Les relations avec la police sont par ailleurs complexes. « Les femmes qui sont dans la rue et les policiers occupent le même espace. Ils se connaissent. Beaucoup de policiers arrêtent des femmes parce qu’elles risquent de mourir d’hypothermie. D’ailleurs, celles-ci font des gestes précis pour se retrouver en prison afin de se loger. Il est vrai par ailleurs que d’autres sortent de prison en plein hiver et meurent de froid. Mais lorsqu’elles sont libérées en février, elles reviennent d’ordinaire en prison deux jours plus tard. »

Le cas de Mary Ann Green est à cet égard éloquent. Entre le début des années 1830 et 1842, elle est arrêtée 31 fois. Mais la plupart des femmes ne le sont qu’une fois ou deux. « Les règles ne sont pas aussi rigides qu’on pourrait le croire. Par exemple, les femmes arrêtées dont on sait pertinemment qu’elles vont mourir, on leur offre de l’alcool pour adoucir leurs derniers moments. »

Il existe alors des bordels et des prostituées dans tous les secteurs de Montréal, mais surtout près des centres de commerce, les marchés publics, les baraquements militaires. « Dans le Vieux-Montréal, on trouve un bordel connu à côté d’une maison qui est la propriété d’un juge. »

La décennie des années 1830 est marquée par la montée d’une insatisfaction politique qui culmine avec les élans révolutionnaires de 1837-1838. « Durant cette période, on va engager plus de policiers. On a peur. On surveille les tavernes, les lieux où il peut y avoir des échanges. Évidemment, avec plus de policiers, il y aura plus d’arrestations. » On pourrait croire que le nombre de délits augmente bien qu’il s’agisse d’une erreur de perspective encore commune encore aujourd’hui. « Quand après l’écrasement des rébellions le nombre de policiers diminue, le nombre d’arrestations diminue aussi. Il y a vraiment souvent un problème de perspective avec la place de la prostitution ! »
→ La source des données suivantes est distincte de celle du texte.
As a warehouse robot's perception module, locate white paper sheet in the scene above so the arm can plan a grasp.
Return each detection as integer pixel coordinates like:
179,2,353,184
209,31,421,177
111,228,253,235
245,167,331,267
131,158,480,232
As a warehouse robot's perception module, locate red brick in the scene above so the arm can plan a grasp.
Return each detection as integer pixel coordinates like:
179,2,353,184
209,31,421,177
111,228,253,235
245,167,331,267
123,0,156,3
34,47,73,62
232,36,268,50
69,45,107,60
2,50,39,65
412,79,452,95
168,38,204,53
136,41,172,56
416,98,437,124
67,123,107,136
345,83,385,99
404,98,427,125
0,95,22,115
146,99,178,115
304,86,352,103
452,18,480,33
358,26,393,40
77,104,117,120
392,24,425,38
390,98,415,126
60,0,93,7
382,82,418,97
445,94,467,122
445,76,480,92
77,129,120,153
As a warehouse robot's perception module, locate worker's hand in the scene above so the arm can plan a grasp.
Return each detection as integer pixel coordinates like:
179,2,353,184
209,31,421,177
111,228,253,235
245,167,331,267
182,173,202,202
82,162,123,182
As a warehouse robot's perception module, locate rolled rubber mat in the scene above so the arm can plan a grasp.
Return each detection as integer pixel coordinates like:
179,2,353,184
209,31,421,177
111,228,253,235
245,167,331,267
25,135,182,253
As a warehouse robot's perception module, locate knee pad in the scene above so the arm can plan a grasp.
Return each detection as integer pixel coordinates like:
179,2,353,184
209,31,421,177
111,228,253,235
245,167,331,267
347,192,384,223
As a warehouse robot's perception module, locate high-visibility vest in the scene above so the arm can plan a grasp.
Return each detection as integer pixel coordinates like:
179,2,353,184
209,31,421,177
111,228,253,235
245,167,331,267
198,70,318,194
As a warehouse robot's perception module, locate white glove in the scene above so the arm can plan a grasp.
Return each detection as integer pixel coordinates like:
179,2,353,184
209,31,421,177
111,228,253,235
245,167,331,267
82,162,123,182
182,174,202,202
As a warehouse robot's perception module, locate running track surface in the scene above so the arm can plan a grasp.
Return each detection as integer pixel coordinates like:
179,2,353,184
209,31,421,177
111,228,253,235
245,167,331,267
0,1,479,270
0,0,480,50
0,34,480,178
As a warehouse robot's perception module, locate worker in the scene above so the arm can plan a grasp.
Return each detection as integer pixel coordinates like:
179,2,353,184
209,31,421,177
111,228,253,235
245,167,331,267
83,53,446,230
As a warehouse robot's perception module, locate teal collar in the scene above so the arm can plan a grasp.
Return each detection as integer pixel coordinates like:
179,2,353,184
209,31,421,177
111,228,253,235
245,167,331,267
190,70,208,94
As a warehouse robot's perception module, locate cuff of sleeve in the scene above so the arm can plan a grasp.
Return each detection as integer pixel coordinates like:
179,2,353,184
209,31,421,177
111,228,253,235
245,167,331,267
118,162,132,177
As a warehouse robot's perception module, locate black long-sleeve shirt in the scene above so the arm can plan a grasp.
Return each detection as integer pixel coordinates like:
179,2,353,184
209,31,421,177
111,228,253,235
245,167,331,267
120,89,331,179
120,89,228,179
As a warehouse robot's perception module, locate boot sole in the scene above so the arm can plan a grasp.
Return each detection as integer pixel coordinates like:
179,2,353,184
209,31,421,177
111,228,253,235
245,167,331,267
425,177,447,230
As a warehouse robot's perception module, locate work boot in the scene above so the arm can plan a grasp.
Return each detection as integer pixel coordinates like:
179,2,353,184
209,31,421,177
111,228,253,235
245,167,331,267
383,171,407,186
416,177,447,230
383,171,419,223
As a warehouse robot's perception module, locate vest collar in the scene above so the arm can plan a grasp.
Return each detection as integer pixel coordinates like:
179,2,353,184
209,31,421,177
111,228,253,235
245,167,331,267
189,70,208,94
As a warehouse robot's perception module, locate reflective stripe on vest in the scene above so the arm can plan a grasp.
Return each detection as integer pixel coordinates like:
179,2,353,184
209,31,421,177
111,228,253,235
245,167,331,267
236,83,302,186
Beyond Brutal Passions. Prostitution in Early Nineteenth-Century Montreal

Mary Anne Poutanen, McGill-Queen’s University Press, Montréal, 2015, 432 pages


 
1 commentaire
  • Johanne St-Amour - Inscrite 28 novembre 2016 10 h 08

    Une vision romantique de la prostitution?

    Kajsa Ekis Ekma, journaliste et féministe militante suédoise, affirmait il y a quelques temps qu’en Suède la prostitution n’est plus un enjeu de société. Le modèle nordique étant ancré dans les mœurs depuis bientôt 20 ans, les hommes ont compris que c’était un acte de domination et une violence faite aux femmes.
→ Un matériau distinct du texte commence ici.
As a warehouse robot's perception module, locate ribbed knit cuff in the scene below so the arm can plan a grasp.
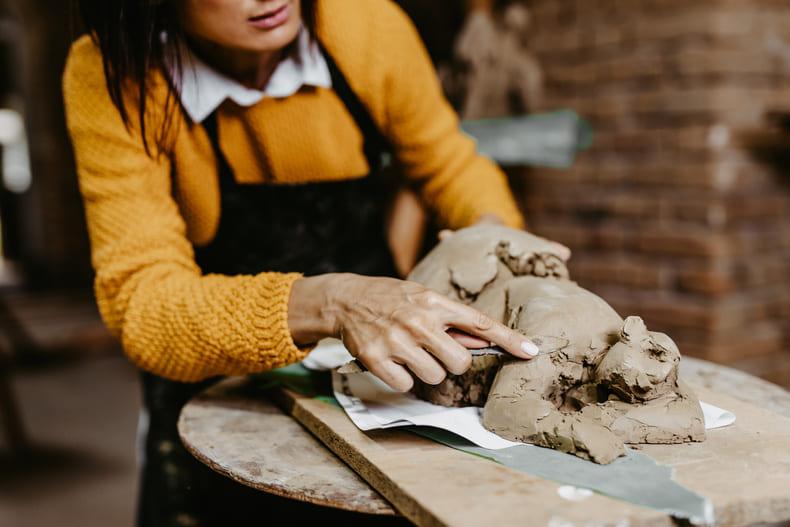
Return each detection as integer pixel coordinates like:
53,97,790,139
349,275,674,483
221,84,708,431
253,273,313,371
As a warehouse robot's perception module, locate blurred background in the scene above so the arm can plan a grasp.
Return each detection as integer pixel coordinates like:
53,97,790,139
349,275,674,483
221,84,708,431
0,0,790,526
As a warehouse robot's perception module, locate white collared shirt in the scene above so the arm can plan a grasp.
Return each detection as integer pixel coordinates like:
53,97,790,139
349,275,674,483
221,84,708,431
176,26,332,123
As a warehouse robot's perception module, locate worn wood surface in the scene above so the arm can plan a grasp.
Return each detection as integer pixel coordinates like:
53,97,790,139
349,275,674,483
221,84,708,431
276,380,790,527
178,378,396,515
179,357,790,526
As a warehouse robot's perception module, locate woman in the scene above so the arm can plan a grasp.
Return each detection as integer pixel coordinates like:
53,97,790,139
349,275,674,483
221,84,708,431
64,0,564,525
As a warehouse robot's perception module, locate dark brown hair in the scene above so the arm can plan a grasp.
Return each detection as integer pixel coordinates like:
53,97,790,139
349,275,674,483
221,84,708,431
76,0,315,155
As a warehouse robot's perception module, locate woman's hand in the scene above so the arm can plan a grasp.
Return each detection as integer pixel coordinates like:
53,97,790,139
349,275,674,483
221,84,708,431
288,274,538,391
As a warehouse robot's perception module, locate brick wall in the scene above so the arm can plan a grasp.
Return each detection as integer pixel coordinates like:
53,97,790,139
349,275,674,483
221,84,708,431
516,0,790,385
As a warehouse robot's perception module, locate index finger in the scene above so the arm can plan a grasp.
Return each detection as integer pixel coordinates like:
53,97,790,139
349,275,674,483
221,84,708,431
445,299,538,359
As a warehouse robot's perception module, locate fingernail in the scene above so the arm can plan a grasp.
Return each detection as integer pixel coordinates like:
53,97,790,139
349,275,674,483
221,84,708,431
521,340,540,357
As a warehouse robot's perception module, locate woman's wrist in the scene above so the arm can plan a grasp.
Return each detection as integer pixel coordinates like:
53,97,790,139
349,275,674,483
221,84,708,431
288,273,352,346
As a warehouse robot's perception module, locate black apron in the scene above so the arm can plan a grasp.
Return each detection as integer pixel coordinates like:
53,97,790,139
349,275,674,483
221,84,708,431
138,53,401,527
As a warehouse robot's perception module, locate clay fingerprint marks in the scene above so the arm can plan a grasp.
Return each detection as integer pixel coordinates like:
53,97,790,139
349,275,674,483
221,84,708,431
505,276,623,363
408,225,568,304
408,225,568,406
595,316,680,403
409,226,704,464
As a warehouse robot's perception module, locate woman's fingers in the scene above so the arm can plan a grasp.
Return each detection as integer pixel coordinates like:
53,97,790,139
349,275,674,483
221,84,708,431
360,357,414,392
446,301,538,359
446,328,491,349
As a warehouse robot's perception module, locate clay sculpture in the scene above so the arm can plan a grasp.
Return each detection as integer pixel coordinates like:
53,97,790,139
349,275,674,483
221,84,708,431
409,226,705,464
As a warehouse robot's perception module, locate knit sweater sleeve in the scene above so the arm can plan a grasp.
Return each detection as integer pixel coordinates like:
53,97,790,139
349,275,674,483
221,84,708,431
63,37,306,381
354,1,523,228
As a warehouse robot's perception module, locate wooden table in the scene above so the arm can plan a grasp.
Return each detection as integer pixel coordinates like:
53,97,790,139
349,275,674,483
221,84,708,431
178,357,790,524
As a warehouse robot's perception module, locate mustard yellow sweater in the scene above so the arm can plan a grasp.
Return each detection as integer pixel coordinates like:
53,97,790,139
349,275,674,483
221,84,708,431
63,0,521,381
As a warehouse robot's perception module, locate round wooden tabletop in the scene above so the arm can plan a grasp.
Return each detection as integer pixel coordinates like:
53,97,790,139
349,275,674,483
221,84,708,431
178,357,790,515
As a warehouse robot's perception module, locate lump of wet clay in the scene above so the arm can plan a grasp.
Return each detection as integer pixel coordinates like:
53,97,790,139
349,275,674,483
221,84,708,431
483,277,705,464
409,227,705,464
407,225,568,406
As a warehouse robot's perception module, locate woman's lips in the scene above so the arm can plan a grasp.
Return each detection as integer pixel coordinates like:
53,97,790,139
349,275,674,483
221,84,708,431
249,4,291,29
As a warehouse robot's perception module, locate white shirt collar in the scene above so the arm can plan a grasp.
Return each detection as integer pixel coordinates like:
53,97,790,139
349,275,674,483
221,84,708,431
177,26,332,123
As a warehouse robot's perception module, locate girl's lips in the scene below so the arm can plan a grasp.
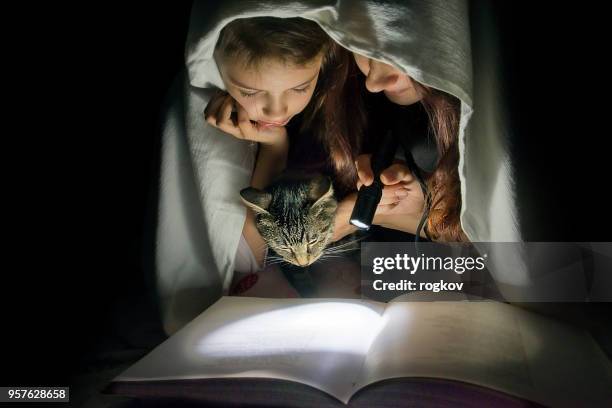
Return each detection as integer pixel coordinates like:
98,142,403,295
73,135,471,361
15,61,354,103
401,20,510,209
257,119,289,127
385,88,410,95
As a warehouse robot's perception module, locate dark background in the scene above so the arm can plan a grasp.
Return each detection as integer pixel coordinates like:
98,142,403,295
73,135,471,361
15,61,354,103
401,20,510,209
0,1,611,398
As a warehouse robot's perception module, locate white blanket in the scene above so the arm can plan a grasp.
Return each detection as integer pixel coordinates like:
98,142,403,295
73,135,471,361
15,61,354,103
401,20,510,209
156,0,528,333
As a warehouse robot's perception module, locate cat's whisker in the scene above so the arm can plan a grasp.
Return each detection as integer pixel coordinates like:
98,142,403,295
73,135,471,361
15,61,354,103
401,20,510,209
326,235,367,249
323,248,359,254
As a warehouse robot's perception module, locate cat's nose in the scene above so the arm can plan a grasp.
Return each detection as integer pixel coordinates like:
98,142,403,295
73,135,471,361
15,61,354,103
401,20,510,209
295,254,310,266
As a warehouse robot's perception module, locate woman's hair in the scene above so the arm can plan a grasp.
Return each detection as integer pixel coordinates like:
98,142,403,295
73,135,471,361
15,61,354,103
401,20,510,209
413,80,469,241
350,57,469,242
215,17,365,197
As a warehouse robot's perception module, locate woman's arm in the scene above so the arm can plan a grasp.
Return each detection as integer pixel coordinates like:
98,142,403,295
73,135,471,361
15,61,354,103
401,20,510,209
355,155,426,238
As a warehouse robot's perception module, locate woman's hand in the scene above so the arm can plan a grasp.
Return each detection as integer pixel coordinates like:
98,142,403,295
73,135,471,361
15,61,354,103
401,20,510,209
349,155,425,237
204,91,287,146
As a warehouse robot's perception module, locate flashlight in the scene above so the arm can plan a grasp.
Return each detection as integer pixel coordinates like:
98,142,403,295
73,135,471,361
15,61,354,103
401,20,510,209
350,130,398,230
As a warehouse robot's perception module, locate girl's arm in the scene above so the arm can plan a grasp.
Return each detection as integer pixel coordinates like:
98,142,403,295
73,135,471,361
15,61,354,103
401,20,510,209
242,133,289,267
204,93,289,267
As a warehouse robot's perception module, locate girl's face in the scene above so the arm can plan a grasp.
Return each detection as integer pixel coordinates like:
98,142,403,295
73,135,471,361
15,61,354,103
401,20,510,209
216,56,322,128
353,53,424,105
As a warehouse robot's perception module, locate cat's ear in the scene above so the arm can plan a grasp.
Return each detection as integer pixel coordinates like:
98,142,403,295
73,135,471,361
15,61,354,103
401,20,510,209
308,176,334,207
240,187,272,214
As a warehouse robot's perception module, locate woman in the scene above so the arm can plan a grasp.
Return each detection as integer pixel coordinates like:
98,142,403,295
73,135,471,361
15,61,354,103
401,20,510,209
336,53,468,241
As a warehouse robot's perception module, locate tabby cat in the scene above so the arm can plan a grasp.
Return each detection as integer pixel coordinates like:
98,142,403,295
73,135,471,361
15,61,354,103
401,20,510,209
240,173,338,267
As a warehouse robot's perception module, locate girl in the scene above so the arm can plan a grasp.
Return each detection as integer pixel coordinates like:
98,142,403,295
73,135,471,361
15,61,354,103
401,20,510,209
205,17,370,295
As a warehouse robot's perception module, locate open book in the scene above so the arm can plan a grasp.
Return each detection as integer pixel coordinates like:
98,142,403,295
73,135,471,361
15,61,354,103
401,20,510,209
113,297,612,407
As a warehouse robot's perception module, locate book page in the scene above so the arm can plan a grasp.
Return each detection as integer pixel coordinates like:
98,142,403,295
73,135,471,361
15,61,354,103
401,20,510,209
358,301,612,407
114,297,385,403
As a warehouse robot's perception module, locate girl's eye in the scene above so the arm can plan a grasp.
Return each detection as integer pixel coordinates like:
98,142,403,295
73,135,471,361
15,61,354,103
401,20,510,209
293,85,310,93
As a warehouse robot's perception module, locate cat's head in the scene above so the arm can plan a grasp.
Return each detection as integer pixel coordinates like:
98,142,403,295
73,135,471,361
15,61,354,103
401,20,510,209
240,176,338,266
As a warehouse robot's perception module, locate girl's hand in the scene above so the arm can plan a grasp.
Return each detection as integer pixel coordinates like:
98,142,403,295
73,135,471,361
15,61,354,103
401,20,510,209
204,91,287,146
355,155,425,234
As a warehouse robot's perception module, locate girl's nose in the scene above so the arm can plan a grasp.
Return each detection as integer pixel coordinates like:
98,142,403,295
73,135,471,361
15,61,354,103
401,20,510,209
262,98,288,122
365,61,399,92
    Cet article de Jean-François Nadeau nous présente un côté prétendument «glamour» de la prostitution. Mary Anne Poutanen parle d'un portrait «humain» des femmes. En les montrant aussi dans leurs rôles de mère, d’épouse ou de sœur, il concourt à montrer une vision «romantique» de la prostitution.

    Cette affirmation est appuyée par les «nécessaires besoins» de sexualité des hommes tout en décriant un jugement moral de la prostitution ! Quels clichés!

    Alors qu’en Suède on insiste pour dire que l’égalité entre les femmes et les hommes passe par l’abolition de la prostitution, il y a encore ici au Québec, des universitaires qui tentent de nous faire croire que décrier la prostitution est «moral», alors qu’il est surtout un problème de société. Donc faudrait-il répondre à tous les «désirs» des hommes et avoir une vision «sympathique» des femmes qu’on prostitue!

    Mary Anne Poutanen, historienne, a peut-être reçu un prix, mais elle semble aussi traiter la question de façon inconséquente et insouciante. Déjà le titre, Beyond Brutal passions fait tiquer. Cela me fait penser au titre du film «L’amour qui tue» de Joël Bertomeu qui présentait des conjoints ayant tué leurs femmes, alors qu’on sait très bien qu’un meurtre n’a rien à voir avec l’amour!